Here we are again speaking about free flow heat exchangers. That’s because these exchangers allow to achieve interesting energy recovery and heat transfer applications, and in a previous video we’ve had already explained it related to a particular application in the textile sector.
But there are also applications which are not necessarily involving an energy recovery task, but they necessarily require the cooling of the served production process. In this specific case, free flow exchangers are employed in the pulp and paper industry which includes sectors that are processing paper pulp, and therefore, clearly before paper sheets are shaped, involving the use of water full of suspended solid particles.

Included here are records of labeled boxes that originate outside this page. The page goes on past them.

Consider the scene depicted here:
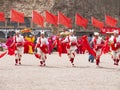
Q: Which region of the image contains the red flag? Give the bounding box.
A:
[82,35,96,57]
[0,51,7,58]
[11,9,24,23]
[32,11,44,27]
[0,12,5,22]
[75,13,88,28]
[92,17,104,29]
[45,11,58,26]
[58,12,72,28]
[105,15,118,27]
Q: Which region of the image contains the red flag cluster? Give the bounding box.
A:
[0,9,118,29]
[45,11,58,26]
[0,12,5,22]
[91,17,104,29]
[11,9,24,23]
[58,12,72,28]
[75,13,88,28]
[105,15,118,27]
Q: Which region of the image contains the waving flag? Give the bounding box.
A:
[105,15,118,27]
[32,11,44,27]
[10,9,24,23]
[75,13,88,28]
[58,12,72,28]
[45,11,58,26]
[92,17,104,29]
[0,51,7,58]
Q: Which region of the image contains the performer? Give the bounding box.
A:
[53,35,62,57]
[63,30,77,66]
[109,30,120,65]
[88,34,94,63]
[92,32,103,66]
[35,31,48,66]
[13,31,24,65]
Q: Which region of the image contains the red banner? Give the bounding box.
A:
[100,27,120,34]
[45,11,58,26]
[105,15,118,27]
[91,17,104,29]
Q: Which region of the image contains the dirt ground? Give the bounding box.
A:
[0,53,120,90]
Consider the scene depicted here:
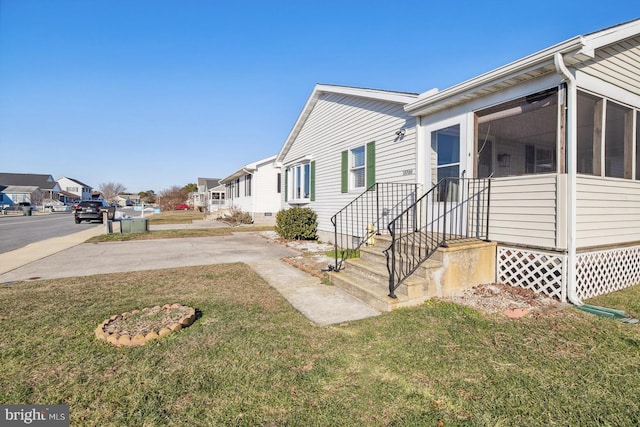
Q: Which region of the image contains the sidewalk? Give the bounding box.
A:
[0,221,379,326]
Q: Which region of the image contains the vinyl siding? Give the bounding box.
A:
[489,174,566,249]
[576,175,640,248]
[281,93,416,233]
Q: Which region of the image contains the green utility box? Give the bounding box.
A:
[120,218,149,233]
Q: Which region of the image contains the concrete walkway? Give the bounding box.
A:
[0,221,379,326]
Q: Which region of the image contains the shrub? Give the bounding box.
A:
[275,208,318,240]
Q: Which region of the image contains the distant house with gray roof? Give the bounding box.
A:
[56,176,93,200]
[0,172,60,205]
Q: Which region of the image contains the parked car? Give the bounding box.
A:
[73,200,116,224]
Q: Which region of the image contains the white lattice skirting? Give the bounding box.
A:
[576,246,640,299]
[496,246,640,302]
[496,246,567,302]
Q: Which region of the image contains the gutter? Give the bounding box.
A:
[553,52,583,306]
[404,36,585,116]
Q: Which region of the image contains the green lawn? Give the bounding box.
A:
[0,264,640,426]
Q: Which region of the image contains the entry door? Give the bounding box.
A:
[427,123,465,235]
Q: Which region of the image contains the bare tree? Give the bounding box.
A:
[138,190,156,203]
[98,182,127,202]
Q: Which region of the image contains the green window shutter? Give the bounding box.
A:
[284,169,289,202]
[309,160,316,202]
[367,141,376,188]
[340,150,349,193]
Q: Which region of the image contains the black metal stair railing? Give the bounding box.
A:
[384,178,491,298]
[330,183,418,271]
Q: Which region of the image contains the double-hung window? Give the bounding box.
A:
[341,142,376,193]
[285,161,315,203]
[244,174,253,197]
[351,146,365,188]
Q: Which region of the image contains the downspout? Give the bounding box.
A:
[553,52,583,306]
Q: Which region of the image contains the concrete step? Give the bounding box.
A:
[330,247,442,311]
[330,270,426,311]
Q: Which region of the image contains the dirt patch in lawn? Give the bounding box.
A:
[443,283,567,319]
[261,231,567,319]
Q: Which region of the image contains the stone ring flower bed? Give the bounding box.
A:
[96,304,196,347]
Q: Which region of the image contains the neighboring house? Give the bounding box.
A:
[115,194,138,206]
[220,156,281,224]
[56,177,93,200]
[191,178,226,212]
[276,84,418,241]
[0,173,60,206]
[2,185,43,206]
[59,190,82,206]
[0,173,61,205]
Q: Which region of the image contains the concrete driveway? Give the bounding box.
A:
[0,226,379,325]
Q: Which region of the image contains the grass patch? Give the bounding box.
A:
[0,264,640,426]
[325,249,360,259]
[145,210,205,224]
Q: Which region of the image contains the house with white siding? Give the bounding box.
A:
[405,20,640,304]
[278,20,640,310]
[56,176,93,200]
[276,84,418,241]
[219,155,281,225]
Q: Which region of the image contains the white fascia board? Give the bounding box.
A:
[220,168,251,184]
[276,83,418,162]
[581,19,640,57]
[405,36,584,116]
[251,154,277,171]
[220,155,276,184]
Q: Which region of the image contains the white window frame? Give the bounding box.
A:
[349,145,367,190]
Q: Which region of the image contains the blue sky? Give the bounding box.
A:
[0,0,640,192]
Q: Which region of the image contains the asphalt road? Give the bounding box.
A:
[0,212,98,253]
[0,207,147,253]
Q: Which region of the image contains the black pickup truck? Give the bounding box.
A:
[73,200,116,224]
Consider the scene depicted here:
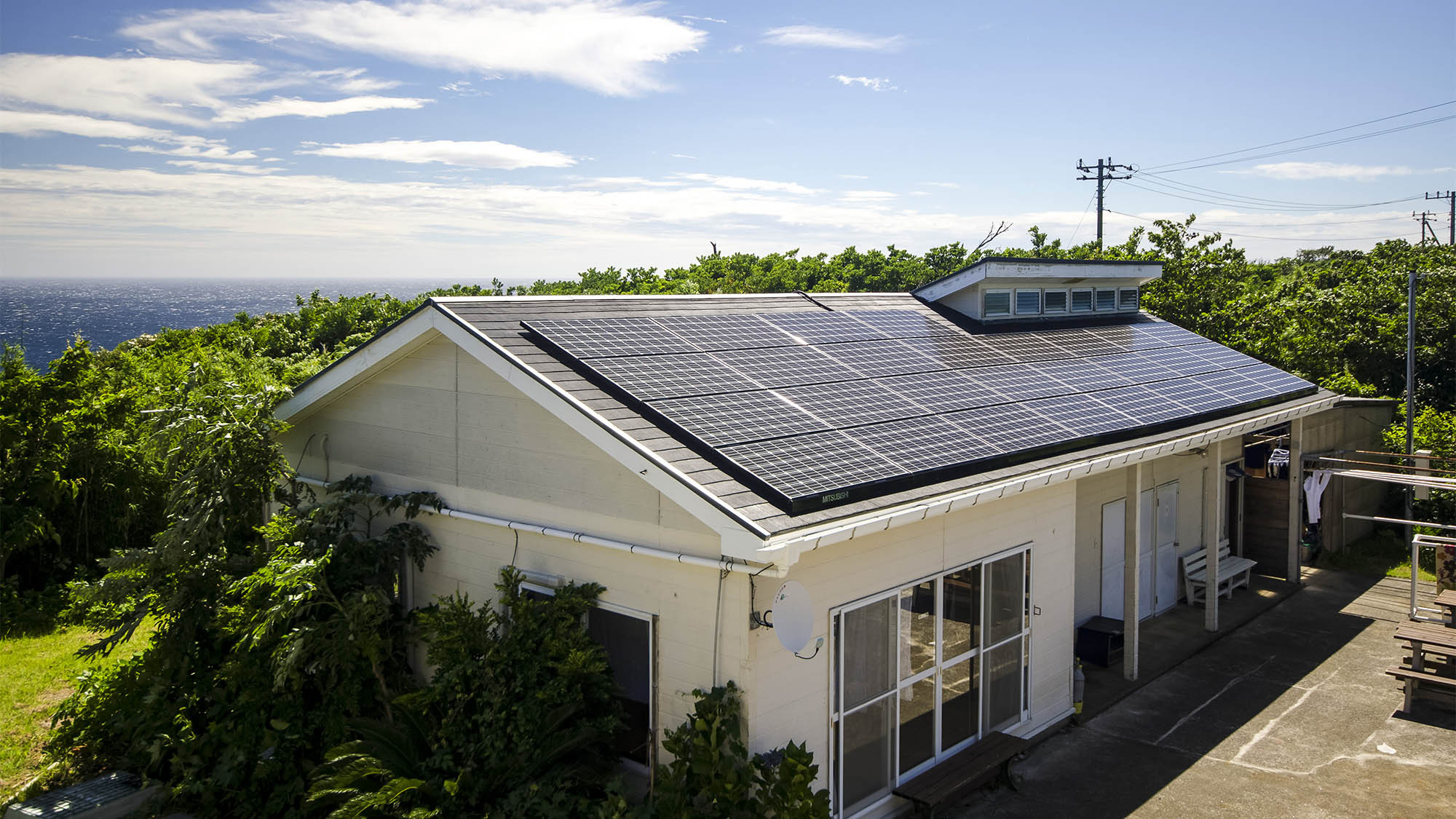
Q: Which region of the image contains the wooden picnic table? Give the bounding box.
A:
[1395,621,1456,670]
[1436,589,1456,627]
[1385,621,1456,713]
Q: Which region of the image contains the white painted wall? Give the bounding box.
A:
[1075,443,1217,624]
[745,484,1076,809]
[282,336,721,557]
[281,336,748,763]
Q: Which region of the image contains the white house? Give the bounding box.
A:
[280,259,1380,816]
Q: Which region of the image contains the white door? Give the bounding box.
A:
[1102,499,1127,620]
[1153,481,1178,614]
[1137,490,1155,620]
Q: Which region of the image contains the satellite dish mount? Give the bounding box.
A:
[748,580,824,660]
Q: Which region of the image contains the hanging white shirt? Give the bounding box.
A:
[1305,470,1331,523]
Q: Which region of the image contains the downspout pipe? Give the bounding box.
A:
[296,475,789,577]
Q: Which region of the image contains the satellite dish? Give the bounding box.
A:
[773,580,814,653]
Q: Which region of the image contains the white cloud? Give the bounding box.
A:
[121,0,706,95]
[0,54,430,127]
[830,74,895,90]
[167,159,282,175]
[118,143,261,162]
[213,96,434,122]
[0,111,256,159]
[839,191,900,202]
[0,111,176,140]
[571,176,687,188]
[294,140,577,170]
[307,68,400,93]
[0,166,1409,271]
[0,54,271,125]
[1224,162,1415,179]
[674,173,820,195]
[763,26,904,51]
[440,77,499,96]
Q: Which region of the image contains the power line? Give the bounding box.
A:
[1182,215,1406,227]
[1123,179,1421,213]
[1108,210,1404,242]
[1142,114,1456,173]
[1077,156,1133,240]
[1137,173,1415,210]
[1072,194,1096,242]
[1147,99,1456,170]
[1411,210,1441,245]
[1425,191,1456,245]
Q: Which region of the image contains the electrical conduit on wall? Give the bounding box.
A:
[287,475,789,577]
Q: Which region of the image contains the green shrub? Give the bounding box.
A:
[648,681,828,819]
[310,567,620,819]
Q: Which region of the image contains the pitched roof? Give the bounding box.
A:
[408,293,1315,534]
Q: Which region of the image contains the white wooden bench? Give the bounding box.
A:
[1178,541,1254,605]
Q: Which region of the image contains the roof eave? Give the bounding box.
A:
[757,390,1342,566]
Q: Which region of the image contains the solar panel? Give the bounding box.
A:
[721,432,906,503]
[879,370,997,413]
[654,314,796,351]
[591,352,764,400]
[1026,395,1134,438]
[900,335,1015,370]
[965,364,1072,403]
[713,344,859,387]
[648,390,831,446]
[1147,376,1230,413]
[1025,358,1121,393]
[763,312,890,344]
[853,416,1002,472]
[778,380,925,429]
[844,310,961,338]
[978,332,1073,363]
[946,403,1079,452]
[523,317,697,358]
[526,309,1313,513]
[815,339,945,376]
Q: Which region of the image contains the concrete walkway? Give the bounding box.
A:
[946,571,1456,819]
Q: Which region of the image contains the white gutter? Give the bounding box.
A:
[287,475,789,577]
[759,395,1342,566]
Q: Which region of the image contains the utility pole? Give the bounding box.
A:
[1405,261,1425,579]
[1425,191,1456,245]
[1411,210,1441,245]
[1077,156,1133,246]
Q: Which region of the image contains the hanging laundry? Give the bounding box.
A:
[1268,449,1289,480]
[1305,470,1331,523]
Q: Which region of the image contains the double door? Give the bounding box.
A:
[1101,481,1178,620]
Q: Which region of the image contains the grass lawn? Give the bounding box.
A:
[1318,529,1436,580]
[0,622,151,804]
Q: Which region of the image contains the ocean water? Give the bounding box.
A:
[0,277,526,368]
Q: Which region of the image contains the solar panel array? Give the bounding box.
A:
[523,309,1315,513]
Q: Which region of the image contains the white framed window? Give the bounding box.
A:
[830,544,1031,816]
[981,290,1010,316]
[520,580,657,772]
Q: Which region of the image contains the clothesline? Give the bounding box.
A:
[1329,470,1456,491]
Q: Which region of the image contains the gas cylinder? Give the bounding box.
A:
[1072,659,1088,714]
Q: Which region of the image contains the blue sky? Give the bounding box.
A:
[0,0,1456,281]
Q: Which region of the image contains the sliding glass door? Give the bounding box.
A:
[830,547,1031,816]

Another similar application where we use several of these exchangers is related to the plastic grains production industry. Even in this case, the process water that must be cooled is highly dirty and full of suspended solid particles.
These are plate heat exchangers, and they present a peculiar construction, as we have already seen. Someone objected, well having no contact points between the plates, what level of differential pressure they can stand.
Clearly, they can stand lower differential pressures compared to classic plate heat exchangers. That’s the reason why, in this case, plates have a higher thickness, starting with 0,8 or 1 mm, depending on the size of the plate. They are usually quite big plates and they have low resistance, and thus low design project pressures arriving up to PN6, PN10, rarely PN16.
But, after all, the kind of applications they are employed in never require high working pressures, usually limited to the circulating pressure of a centrifugal pump, and that means 3 or 4 bar.